Insoweit ist zu berücksichtigen, dass sowohl die Stammanstalt
als auch die sozialtherapeutische Anstalt, in die der
Gefangene verlegt werden will, dem gleichen Rechtsträger
- hier dem Land Niedersachsen - angehören. Die gemäß
§ 111 Abs. 1 Nr. 2 StVollzG zu
beteiligende Stammanstalt handelt lediglich in
Prozessstandschaft für die Körperschaft, der sie angehört;
eine Entscheidung in dem Rechtsstreit über eine Verlegung
gemäß § 9 Abs. 2 StVollzG betrifft nur das Land als
Träger des materiellen Rechts, nicht aber die ihm ebenfalls
angehörende sozialtherapeutische Anstalt (vgl. BVerwG, Urteil
vom 25. August 1988 - BVerwG 2 C 62.85 -, BVerwGE 80, 127
).

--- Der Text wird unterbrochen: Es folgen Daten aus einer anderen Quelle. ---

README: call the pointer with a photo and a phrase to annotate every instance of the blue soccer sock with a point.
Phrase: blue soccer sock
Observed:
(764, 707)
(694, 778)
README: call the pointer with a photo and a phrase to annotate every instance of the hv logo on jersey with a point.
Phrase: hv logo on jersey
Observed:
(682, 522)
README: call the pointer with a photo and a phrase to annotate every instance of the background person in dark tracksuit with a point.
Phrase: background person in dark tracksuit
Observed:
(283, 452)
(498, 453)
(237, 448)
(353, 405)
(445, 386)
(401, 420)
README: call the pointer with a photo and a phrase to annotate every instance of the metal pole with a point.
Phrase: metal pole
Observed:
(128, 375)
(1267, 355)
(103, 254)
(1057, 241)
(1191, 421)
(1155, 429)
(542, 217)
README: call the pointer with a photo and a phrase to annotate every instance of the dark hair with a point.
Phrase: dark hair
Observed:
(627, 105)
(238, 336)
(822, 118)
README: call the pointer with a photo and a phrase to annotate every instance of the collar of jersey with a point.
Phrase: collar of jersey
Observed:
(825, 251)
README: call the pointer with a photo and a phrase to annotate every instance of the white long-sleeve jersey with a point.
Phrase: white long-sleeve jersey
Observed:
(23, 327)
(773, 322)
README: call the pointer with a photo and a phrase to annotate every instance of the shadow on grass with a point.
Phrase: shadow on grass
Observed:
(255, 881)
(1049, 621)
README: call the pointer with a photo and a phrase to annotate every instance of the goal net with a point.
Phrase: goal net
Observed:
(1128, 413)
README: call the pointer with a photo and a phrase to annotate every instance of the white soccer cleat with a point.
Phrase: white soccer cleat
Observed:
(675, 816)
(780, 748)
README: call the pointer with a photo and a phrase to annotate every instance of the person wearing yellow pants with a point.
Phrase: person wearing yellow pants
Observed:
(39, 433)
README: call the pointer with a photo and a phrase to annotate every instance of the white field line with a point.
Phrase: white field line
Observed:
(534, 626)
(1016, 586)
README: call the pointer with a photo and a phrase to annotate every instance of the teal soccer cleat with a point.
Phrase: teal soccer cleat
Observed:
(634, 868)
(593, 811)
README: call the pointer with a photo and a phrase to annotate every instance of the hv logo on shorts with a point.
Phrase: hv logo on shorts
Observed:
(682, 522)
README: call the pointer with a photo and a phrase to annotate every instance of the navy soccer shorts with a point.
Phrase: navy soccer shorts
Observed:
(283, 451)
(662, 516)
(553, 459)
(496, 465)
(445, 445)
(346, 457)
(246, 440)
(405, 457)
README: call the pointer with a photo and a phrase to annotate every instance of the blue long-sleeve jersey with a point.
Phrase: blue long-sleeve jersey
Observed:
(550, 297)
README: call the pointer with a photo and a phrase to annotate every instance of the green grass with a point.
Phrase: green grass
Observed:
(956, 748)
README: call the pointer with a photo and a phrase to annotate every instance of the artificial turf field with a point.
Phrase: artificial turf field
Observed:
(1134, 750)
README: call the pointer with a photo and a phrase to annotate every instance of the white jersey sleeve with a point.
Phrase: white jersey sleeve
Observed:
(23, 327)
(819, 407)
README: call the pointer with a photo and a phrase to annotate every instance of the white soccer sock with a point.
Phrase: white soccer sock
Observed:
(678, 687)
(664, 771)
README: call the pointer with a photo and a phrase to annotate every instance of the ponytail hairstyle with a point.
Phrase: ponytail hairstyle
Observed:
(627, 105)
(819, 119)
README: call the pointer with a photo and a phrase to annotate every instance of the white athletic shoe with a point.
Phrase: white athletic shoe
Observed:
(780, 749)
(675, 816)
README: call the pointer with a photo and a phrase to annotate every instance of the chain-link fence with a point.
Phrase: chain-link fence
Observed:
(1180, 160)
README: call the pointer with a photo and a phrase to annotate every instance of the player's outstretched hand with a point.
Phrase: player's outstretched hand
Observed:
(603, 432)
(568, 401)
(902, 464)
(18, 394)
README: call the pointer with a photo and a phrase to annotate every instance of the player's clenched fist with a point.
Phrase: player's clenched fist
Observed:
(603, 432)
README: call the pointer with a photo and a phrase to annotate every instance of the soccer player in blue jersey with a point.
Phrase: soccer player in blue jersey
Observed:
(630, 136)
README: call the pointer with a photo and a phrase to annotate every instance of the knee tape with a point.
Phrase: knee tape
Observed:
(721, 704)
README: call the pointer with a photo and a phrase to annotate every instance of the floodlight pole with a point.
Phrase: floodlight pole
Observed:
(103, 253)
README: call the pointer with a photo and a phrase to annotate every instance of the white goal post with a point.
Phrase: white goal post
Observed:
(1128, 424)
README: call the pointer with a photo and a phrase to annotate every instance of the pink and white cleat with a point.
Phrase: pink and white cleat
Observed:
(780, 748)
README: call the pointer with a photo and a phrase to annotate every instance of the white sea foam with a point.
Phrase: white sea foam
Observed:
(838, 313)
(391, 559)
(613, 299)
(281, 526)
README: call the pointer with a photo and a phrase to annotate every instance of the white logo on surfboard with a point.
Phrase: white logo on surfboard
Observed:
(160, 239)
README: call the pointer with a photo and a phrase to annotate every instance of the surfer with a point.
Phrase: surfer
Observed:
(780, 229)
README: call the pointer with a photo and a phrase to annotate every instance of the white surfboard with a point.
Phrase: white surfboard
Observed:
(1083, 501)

Kommt demnach eine Beteiligung der
Aufnahmeanstalt an dem Vollzugsverfahren nicht in Betracht,
so ist es Sache des Landes, sicherzustellen, dass die Gründe,
die die sozialtherapeutische Anstalt zur Verweigerung der
Zustimmung bewegt haben, im gerichtlichen Verfahren von der
beteiligten Stammanstalt geltend gemacht werden (vgl. für
Fälle des mehrstufigen Verwaltungsakts, in denen eine
Beiladung ausscheidet, BVerwG, Urteil vom 19. Januar
1967 - BVerwG VI C 73.64 -, BVerwGE 26, 31 ), und
Sache der Strafvollstreckungskammer, bei Bedarf die
Möglichkeiten weiterer Sachaufklärung zu nutzen.
34
Hinreichend gewichtige Gründe für die
Erschwerung des Rechtsschutzes, die sich für den
Beschwerdeführer ergibt, wenn er verweigerte Zustimmungen von
sozialtherapeutischen Anstalten jeweils gesondert bei den für
diese Anstalten zuständigen Gerichten einklagen muss, sind
auch sonst nicht ersichtlich. Gesichtspunkte einer geordneten
Rechtspflege, die die Inkaufnahme von Erschwerungen des
Rechtsschutzes rechtfertigen können, weil sie im Ganzen
gerade der Wirksamkeit des Rechtsschutzes dienen (vgl.
BVerfGE 10, 264 ), sprechen nicht für den Weg, auf
den das Landgericht den Beschwerdeführer gewiesen hat.
Vielmehr ist dieser Weg auch für die Gerichte mit
Mehrbelastungen verbunden, die ohne Nutzen bleiben.
35
b) Angesichts des festgestellten
Grundrechtsverstoßes kann offenbleiben, ob der
Beschwerdeführer in seinem Grundrecht aus Art. 19 Abs. 4
GG darüber hinaus auch dadurch verletzt ist, dass das
Landgericht entgegen dem mit dem Bescheidungsantrag erkennbar
verfolgten Rechtsschutzziel nicht überprüft hat, ob die
Vollzugsanstalt sich darauf beschränken durfte, dem
Beschwerdeführer eine Anschriftenliste der
sozialtherapeutischen Anstalten auszuhändigen, ohne eigene
Bemühungen um eine Ermöglichung der Therapie zu entfalten
oder die Bemühungen des Beschwerdeführers gezielter zu
unterstützen.
36
Der Beschluss des Landgerichts beruht auf dem
festgestellten Grundrechtsverstoß. Die Entscheidung über die
Aufhebung und Zurückverweisung beruht auf § 95 Abs. 2
BVerfGG.
37
Die Entscheidung über die Auslagenerstattung
ergeht gemäß § 34a Abs. 2 BVerfGG.
38
Diese Entscheidung ist unanfechtbar.